The goal was to identify nuanced patterns that could mean someone is at high risk of health problems or death.
Put to the test, the model predicted the likelihood of death in the decade following an ECG – and it was correct 78 per cent of the time.
“We believe this could have major benefits for the NHS, and globally,” Dr Fu Siong Ng, a cardiac electrophysiology researcher at Imperial College London who worked on the project, said in a statement.
The system can also predict heart attacks, heart failure, and heart rhythm problems, and the researchers said it could be rolled out across the National Health Service (NHS) within the next five years.
Trials using real patients are already planned for several sites in London and are expected to begin by mid-2025.
They will evaluate the benefits of the model using patients from outpatient clinics and hospital medical wards.
AI-powered ECGs have already been used to diagnose heart diseases, but they are not part of routine medical care and have not yet been used to identify a specific patient’s risk levels.
“This could take the use of ECGs beyond what has previously been possible, by helping assess risk of future heart and health problems, as well as risk of death,” said Bryan Williams, chief scientific and medical officer at the British Heart Foundation, which funded the study.
The researchers, who published their results in the Lancet Digital Health journal, said the predictions where the AI was wrong could be because of other unknown factors, such as whether the patient got additional treatment or died unexpectedly.
But they stressed that the model could still generally pick up subtle changes in the heart’s structure, which can serve as a warning sign for illness or death but that doctors might miss.

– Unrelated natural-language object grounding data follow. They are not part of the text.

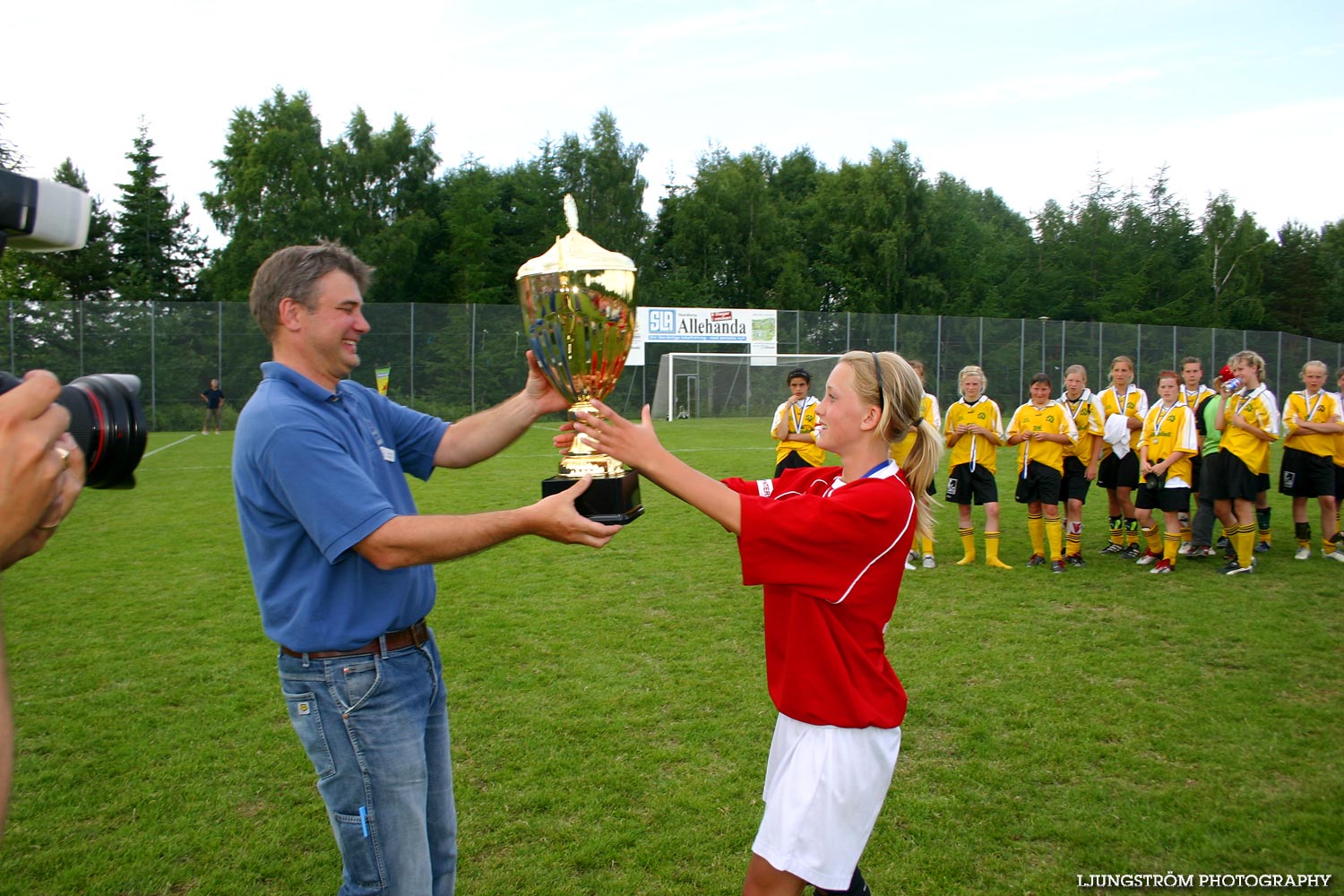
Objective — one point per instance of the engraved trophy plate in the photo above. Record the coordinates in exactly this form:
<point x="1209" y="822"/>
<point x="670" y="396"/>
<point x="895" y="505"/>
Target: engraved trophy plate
<point x="578" y="308"/>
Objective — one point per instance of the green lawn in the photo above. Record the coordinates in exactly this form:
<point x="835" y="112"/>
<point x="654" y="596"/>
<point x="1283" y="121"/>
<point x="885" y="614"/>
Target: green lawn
<point x="609" y="712"/>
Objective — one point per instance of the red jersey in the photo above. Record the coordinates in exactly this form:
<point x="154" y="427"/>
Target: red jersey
<point x="825" y="656"/>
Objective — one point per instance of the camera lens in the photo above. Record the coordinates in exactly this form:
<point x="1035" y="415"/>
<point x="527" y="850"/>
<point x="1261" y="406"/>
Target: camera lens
<point x="107" y="422"/>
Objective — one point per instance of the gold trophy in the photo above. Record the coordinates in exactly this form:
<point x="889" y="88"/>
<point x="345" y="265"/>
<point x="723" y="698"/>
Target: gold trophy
<point x="578" y="308"/>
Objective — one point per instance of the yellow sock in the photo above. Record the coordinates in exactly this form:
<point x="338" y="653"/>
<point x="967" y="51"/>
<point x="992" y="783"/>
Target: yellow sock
<point x="1055" y="536"/>
<point x="1037" y="530"/>
<point x="968" y="546"/>
<point x="1131" y="532"/>
<point x="992" y="552"/>
<point x="1245" y="543"/>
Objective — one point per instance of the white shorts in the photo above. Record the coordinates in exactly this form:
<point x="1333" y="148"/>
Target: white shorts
<point x="824" y="788"/>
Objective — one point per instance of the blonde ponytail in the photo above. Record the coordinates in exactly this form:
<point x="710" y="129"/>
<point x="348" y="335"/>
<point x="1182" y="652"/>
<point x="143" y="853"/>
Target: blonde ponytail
<point x="902" y="411"/>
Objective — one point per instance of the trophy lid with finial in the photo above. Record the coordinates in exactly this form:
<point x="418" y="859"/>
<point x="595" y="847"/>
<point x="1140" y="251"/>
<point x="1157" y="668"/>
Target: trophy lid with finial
<point x="574" y="252"/>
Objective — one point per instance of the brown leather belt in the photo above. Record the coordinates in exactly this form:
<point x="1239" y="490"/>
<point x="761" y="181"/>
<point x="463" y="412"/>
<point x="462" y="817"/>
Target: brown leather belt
<point x="416" y="634"/>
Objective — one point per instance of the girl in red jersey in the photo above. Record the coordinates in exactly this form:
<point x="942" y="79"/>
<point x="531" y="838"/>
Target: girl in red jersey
<point x="840" y="704"/>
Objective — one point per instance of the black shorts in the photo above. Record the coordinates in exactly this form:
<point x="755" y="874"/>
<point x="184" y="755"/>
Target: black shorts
<point x="1303" y="474"/>
<point x="1210" y="468"/>
<point x="1118" y="473"/>
<point x="964" y="485"/>
<point x="1040" y="484"/>
<point x="1175" y="500"/>
<point x="1075" y="482"/>
<point x="1234" y="478"/>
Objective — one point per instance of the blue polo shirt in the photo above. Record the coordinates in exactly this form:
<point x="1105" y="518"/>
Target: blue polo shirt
<point x="314" y="473"/>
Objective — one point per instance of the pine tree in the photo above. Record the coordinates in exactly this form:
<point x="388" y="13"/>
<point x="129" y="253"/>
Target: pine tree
<point x="158" y="253"/>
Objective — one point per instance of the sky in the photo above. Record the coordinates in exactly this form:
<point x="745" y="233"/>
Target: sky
<point x="1031" y="99"/>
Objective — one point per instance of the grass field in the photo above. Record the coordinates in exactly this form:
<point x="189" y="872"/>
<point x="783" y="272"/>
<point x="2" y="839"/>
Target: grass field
<point x="609" y="711"/>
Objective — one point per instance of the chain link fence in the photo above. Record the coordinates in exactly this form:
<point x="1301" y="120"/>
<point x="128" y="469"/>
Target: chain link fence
<point x="452" y="360"/>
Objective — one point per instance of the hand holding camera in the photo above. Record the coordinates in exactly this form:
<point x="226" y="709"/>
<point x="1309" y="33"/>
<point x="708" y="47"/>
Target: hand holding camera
<point x="42" y="468"/>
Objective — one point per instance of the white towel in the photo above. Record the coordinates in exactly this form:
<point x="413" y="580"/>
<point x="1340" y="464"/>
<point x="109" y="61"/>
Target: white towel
<point x="1117" y="435"/>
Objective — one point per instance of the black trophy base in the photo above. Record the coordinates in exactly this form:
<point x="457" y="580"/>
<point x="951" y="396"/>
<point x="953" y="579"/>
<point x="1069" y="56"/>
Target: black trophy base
<point x="610" y="501"/>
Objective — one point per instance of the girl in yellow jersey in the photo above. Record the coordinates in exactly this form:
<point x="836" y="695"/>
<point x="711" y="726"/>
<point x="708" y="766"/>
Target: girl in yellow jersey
<point x="930" y="411"/>
<point x="973" y="429"/>
<point x="1312" y="422"/>
<point x="1118" y="471"/>
<point x="1249" y="424"/>
<point x="1081" y="458"/>
<point x="1043" y="430"/>
<point x="1193" y="394"/>
<point x="1339" y="463"/>
<point x="795" y="426"/>
<point x="1166" y="447"/>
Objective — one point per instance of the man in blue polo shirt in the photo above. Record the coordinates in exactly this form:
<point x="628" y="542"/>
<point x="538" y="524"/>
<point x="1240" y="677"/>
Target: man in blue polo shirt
<point x="340" y="563"/>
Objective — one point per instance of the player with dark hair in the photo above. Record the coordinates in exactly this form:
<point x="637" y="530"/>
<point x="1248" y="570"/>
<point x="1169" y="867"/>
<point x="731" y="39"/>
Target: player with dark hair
<point x="795" y="426"/>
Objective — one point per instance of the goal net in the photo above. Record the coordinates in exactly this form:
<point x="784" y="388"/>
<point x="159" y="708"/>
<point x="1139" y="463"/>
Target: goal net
<point x="694" y="384"/>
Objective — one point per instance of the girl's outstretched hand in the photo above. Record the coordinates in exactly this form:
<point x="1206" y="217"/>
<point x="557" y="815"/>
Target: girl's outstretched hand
<point x="633" y="444"/>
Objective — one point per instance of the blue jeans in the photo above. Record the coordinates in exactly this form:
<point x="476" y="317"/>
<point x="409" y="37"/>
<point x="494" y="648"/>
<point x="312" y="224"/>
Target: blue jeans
<point x="375" y="728"/>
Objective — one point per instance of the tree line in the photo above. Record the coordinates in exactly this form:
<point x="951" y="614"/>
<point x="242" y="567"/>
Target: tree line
<point x="876" y="236"/>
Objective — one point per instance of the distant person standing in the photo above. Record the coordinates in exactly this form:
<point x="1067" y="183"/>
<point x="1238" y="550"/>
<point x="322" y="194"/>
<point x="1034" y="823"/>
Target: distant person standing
<point x="795" y="426"/>
<point x="214" y="400"/>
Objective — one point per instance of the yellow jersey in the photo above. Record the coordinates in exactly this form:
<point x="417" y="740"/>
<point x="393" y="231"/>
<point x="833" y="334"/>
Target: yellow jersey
<point x="801" y="419"/>
<point x="1088" y="418"/>
<point x="973" y="449"/>
<point x="1258" y="409"/>
<point x="1322" y="408"/>
<point x="1171" y="430"/>
<point x="1048" y="418"/>
<point x="1133" y="403"/>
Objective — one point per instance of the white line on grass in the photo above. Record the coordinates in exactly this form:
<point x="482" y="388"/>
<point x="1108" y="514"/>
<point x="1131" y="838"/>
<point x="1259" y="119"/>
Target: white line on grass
<point x="167" y="446"/>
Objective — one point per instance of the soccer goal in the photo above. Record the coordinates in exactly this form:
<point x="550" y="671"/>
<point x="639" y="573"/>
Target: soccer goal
<point x="694" y="384"/>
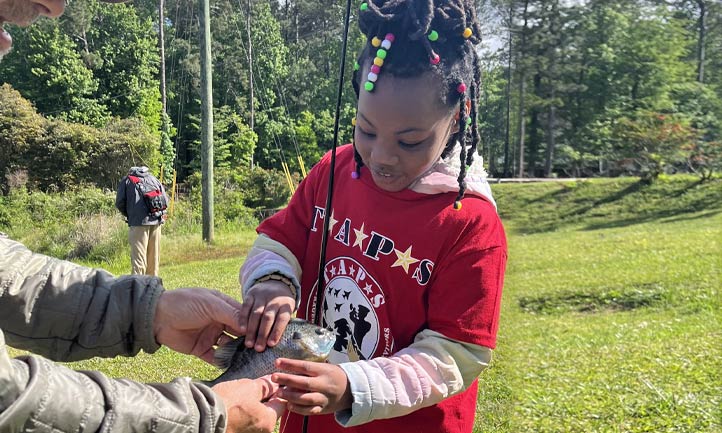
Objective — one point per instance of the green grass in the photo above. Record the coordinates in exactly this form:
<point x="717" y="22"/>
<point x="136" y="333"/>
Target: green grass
<point x="611" y="317"/>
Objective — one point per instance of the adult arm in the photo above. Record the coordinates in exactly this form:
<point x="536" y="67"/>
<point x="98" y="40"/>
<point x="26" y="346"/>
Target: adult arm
<point x="120" y="199"/>
<point x="68" y="312"/>
<point x="38" y="395"/>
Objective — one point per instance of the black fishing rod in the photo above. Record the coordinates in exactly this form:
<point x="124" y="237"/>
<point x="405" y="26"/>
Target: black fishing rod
<point x="329" y="195"/>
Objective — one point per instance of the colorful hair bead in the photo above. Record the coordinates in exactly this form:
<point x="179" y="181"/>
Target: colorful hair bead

“We cardiologists use our experience and standard guidelines when we look at ECGs, sorting them into ‘normal’ and ‘abnormal’ patterns to help us diagnose disease,” said Dr Arunashis Sau, an academic clinician at Imperial College London who led the new research.
“However, the AI model detects much more subtle detail, so it can ‘spot’ problems in ECGs that would appear normal to us, and potentially long before the disease develops fully,” Sau said.
Sau said more research is needed from hospitals and other healthcare settings to determine the model’s future role in diagnosis and treatment, but that patients with other health issues could also likely benefit because other diseases, such as diabetes, also tend to affect the heart.
Ng agreed. “This could have a positive impact on how patients are treated, and ultimately improve patient longevity and quality of life,” he said.